Break an integer to a list of digits

Question

I am learning Haskell, and I am solving problem 30 on project Euler.

digits n = if n<10 then [n] else (digits (quot n 10)) ++ [(mod n 10)]
isP30 n = (sum $ map (^5) $ digits n) == n
sum $ filter isP30 [10^5..10^6-1]

Is there a more readable way to implement the digits function ?

Answer 1

Using @BenjaminHodgson's suggestion, you can write an unfold as

import Data.Tuple (swap)
import Data.List (unfoldr)

digits = unfoldr go
    where go 0 = Nothing
          go n = Just (swap $ n `divMod` 10)

However, due to how unfoldr works you will get the digits in reverse order here.
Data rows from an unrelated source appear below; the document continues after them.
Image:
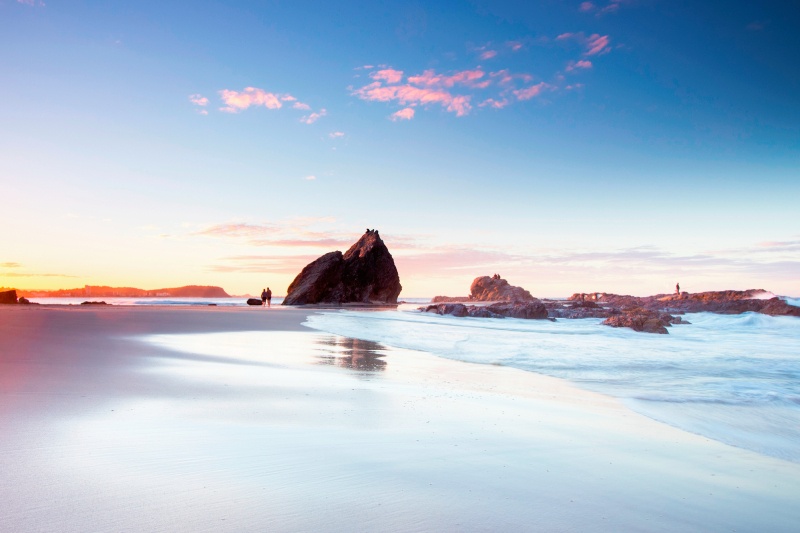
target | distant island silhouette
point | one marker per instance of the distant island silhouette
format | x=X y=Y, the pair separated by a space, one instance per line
x=187 y=291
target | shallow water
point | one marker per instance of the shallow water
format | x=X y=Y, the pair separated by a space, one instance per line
x=732 y=378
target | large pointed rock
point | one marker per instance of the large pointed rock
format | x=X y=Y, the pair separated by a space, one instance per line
x=363 y=274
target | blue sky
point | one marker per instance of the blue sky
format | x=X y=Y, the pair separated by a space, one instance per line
x=570 y=146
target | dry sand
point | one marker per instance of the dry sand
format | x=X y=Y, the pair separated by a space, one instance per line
x=241 y=419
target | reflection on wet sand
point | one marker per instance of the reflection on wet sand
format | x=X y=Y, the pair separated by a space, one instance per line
x=350 y=353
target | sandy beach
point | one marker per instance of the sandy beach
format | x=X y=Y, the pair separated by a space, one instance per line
x=242 y=419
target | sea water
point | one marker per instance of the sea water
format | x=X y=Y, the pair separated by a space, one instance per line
x=732 y=378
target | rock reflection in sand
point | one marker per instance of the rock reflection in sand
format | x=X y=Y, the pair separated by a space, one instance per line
x=351 y=353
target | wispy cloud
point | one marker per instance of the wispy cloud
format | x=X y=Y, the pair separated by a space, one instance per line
x=458 y=91
x=236 y=101
x=593 y=44
x=198 y=99
x=388 y=75
x=496 y=104
x=313 y=117
x=403 y=114
x=430 y=78
x=410 y=95
x=597 y=44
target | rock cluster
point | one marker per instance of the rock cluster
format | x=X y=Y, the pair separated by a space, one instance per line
x=640 y=319
x=722 y=302
x=365 y=273
x=528 y=310
x=490 y=289
x=494 y=288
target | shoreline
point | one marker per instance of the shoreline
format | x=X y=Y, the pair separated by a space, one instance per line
x=218 y=418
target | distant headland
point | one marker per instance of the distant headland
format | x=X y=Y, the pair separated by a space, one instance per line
x=187 y=291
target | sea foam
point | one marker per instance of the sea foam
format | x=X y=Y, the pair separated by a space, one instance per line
x=733 y=378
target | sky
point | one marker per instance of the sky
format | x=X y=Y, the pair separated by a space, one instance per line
x=613 y=145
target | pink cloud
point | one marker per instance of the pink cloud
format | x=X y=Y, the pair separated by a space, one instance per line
x=505 y=77
x=313 y=117
x=403 y=114
x=597 y=44
x=388 y=75
x=431 y=79
x=531 y=92
x=198 y=99
x=236 y=101
x=495 y=104
x=410 y=95
x=582 y=64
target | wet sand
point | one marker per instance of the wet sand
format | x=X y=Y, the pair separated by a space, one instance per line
x=242 y=419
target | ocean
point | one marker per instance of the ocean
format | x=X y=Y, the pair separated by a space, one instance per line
x=731 y=378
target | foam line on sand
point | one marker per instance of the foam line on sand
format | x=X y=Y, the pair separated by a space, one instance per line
x=147 y=419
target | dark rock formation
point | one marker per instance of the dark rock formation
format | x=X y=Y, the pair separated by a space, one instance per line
x=531 y=309
x=8 y=297
x=494 y=288
x=722 y=302
x=364 y=274
x=527 y=310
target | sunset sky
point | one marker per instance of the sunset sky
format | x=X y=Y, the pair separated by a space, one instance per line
x=616 y=146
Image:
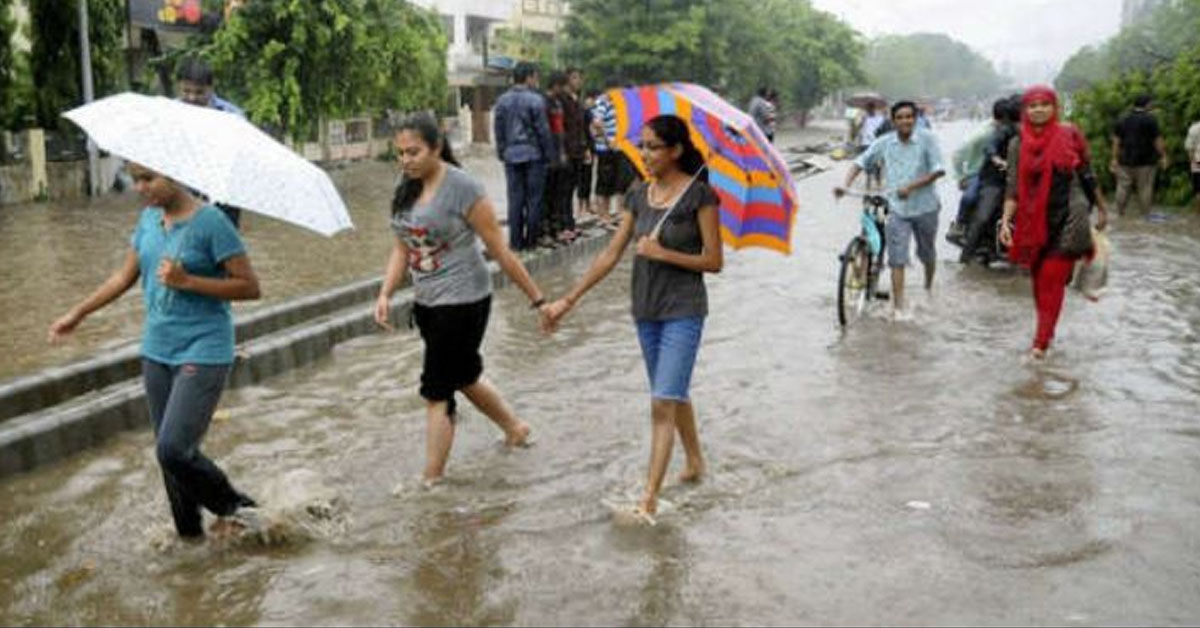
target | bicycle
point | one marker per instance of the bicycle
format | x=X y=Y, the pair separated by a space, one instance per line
x=862 y=262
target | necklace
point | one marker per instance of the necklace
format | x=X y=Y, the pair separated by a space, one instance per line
x=661 y=202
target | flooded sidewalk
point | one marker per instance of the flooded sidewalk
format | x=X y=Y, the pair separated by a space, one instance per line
x=901 y=473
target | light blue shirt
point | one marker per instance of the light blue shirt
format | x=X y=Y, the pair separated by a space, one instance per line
x=222 y=105
x=903 y=163
x=184 y=327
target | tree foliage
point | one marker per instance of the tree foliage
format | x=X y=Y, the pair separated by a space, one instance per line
x=1175 y=87
x=1158 y=55
x=10 y=77
x=54 y=58
x=1155 y=40
x=732 y=46
x=293 y=64
x=929 y=66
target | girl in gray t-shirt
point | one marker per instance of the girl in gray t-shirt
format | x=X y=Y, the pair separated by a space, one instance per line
x=437 y=214
x=677 y=226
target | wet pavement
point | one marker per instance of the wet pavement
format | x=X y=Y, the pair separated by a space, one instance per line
x=53 y=256
x=905 y=473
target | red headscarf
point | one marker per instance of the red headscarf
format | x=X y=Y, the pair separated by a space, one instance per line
x=1053 y=147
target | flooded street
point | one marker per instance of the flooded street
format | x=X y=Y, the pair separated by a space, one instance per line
x=901 y=473
x=54 y=255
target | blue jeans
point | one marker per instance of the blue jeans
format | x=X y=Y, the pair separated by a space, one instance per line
x=670 y=348
x=527 y=189
x=181 y=400
x=970 y=199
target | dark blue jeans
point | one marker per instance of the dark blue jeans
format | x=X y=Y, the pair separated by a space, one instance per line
x=181 y=400
x=969 y=201
x=527 y=187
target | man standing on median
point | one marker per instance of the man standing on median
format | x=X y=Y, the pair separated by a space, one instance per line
x=525 y=144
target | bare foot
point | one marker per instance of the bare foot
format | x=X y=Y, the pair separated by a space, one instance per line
x=519 y=437
x=691 y=474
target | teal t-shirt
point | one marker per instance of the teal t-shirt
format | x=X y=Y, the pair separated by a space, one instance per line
x=184 y=327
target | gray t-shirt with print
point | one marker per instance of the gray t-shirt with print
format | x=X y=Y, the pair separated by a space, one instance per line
x=663 y=291
x=444 y=256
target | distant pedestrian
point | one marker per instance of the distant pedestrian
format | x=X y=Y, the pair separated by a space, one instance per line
x=587 y=172
x=559 y=175
x=526 y=147
x=1138 y=149
x=191 y=263
x=1050 y=192
x=763 y=112
x=911 y=162
x=609 y=157
x=1192 y=144
x=439 y=216
x=193 y=85
x=576 y=144
x=670 y=301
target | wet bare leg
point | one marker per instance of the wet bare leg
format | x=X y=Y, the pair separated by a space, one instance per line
x=898 y=288
x=685 y=424
x=661 y=441
x=438 y=440
x=487 y=399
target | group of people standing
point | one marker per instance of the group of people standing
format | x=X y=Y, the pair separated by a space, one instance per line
x=555 y=145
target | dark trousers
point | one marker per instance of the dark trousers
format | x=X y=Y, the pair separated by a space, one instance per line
x=559 y=197
x=181 y=400
x=527 y=187
x=969 y=201
x=583 y=190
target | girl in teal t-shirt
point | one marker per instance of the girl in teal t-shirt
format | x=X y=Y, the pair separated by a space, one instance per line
x=192 y=263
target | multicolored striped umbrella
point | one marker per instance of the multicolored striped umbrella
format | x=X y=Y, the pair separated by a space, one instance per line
x=750 y=177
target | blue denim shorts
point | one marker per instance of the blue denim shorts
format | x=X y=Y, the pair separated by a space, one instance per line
x=670 y=348
x=900 y=229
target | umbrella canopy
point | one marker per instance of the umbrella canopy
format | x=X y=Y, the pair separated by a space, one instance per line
x=217 y=154
x=863 y=99
x=750 y=177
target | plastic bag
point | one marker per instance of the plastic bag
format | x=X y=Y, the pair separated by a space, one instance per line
x=1092 y=273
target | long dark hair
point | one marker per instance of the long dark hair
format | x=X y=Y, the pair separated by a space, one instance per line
x=425 y=125
x=673 y=132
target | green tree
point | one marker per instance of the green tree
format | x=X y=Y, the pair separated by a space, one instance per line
x=294 y=64
x=54 y=59
x=1176 y=87
x=731 y=46
x=9 y=78
x=1155 y=40
x=929 y=66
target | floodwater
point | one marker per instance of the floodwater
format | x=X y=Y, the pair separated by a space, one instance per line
x=901 y=473
x=53 y=255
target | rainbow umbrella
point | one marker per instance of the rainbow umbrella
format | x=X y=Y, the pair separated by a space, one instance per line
x=750 y=177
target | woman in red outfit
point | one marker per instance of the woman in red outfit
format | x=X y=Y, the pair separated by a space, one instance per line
x=1050 y=178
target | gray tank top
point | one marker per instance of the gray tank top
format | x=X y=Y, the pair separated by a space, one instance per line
x=445 y=258
x=661 y=292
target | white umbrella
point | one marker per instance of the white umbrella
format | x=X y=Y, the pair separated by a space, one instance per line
x=217 y=154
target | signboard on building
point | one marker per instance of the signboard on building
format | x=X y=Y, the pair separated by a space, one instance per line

Another solution is to ditch this entirely and go with

import Data.Char (digitToInt)

digits = map digitToInt . show

My timings found it to be faster and use about 25% of the memory in an unoptimized GHCi session, it also doesn't reverse the order of the digits.

Answer 2

What about:

digits n = fmap digitToInt $ show n

I forgot to mention that you need to import digitToInt from Data.Char first, as in @bheklilr's answer.

Answer 3

First of all it is always more readable to write code with guards, instead of if-then-else. All the extraneous parens are also distracting.

The standard transformation for the inefficient appending-at-end functions, like your

digits n | n < 10    = [n] 
         | otherwise = digits (quot n 10) ++ [mod n 10]

is to introduce an additional argument, where calling the old digits n ++ xs is the same as calling the new go n xs:

digits n = go n []   -- digits_old n ++ [] == go n []
   where
   go n next | n < 10    = n : next
             | otherwise = go (quot n 10) (mod n 10 : next)

--                            [a,b,c,...,x,y]         [z]
--                            [a,b,c,...,x]         [y,z]

Thus the digits being produced in the reversed order go one by one into the result list being built bottom-to-the-top in an accumulator parameter, resulting in the list created in the correct order.